Article Text
Abstract
Introduction Stratification and predictive models have been proposed to support clinical decisions or to identify vulnerability-based sub-populations of complex patients. In particular, predicting mortality also has been one of the initiatives proposed on the prediction of palliative care (PC) needs. However, models considering life impact outcomes, such as negative effects due to illnesses, may be more able to contribute to identifying older patients who may benefit from early PC. The aim of this study was to review the current state of the art on health indicators which could suggest a declining trajectory of end-of-life in patients aged >65 with chronic disease(s).
Method A literature review was carried out in PubMed-Medline (February 20, 2019). Two research questions (RQ) were formulated (RQ1: mortality or survival prediction; RQ2: identification of patients with PC needs). Study selection was performed independently by two reviewers under the following inclusion criteria: subject sample aged >65, with chronic disease profile, published in English.
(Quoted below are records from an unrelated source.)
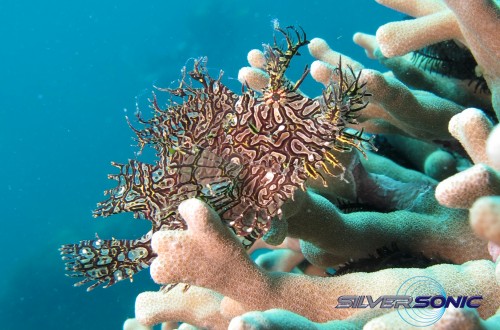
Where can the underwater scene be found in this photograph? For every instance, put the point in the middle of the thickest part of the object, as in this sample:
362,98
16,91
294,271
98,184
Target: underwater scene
264,164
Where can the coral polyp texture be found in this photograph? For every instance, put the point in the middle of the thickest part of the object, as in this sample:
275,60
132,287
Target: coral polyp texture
343,211
245,155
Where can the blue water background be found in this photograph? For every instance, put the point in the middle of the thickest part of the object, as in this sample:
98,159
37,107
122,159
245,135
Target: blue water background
69,70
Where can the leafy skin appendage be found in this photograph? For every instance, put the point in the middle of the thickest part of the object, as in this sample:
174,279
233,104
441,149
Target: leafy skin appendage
244,155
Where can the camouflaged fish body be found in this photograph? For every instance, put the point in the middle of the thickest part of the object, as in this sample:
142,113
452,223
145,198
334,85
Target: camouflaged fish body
244,155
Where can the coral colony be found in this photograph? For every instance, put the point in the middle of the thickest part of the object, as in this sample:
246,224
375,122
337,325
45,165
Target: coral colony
383,179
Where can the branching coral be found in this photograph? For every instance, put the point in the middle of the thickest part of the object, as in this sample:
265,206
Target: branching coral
276,164
393,108
472,23
224,267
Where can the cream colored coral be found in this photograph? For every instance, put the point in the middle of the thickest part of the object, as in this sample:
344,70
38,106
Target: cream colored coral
485,218
134,324
471,127
463,188
254,76
219,263
393,107
195,305
472,23
493,148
Outcomes were categorised using the Core Outcome Measures in Effectiveness Trials-COMET taxonomy, specifically the core area: Life Impact.
Results The keyword search gathered 712 papers for RQ1 and 696 for RQ2. After screening papers and eliminating duplicates, 101 studies were considered for retrieving information. We identified 1723 outcomes candidates but, after decoding abbreviations and concealing terms, only 484 remained. Of these, 83 terms were aligned with the core area Life Impact, being grouped under the following subdomains: cognitive (n=13), physical (n=28), social (n=16) and emotional (n=10) functioning; quality of life (n=1); perceived health status (n=6) and care delivered (n=9).
Conclusion The literature review allowed us to collect updated life impact outcomes related to repercussions of illnesses which may guide the development of predictive modelling beyond a mortality approaching paradigm under the clinical setting mentioned.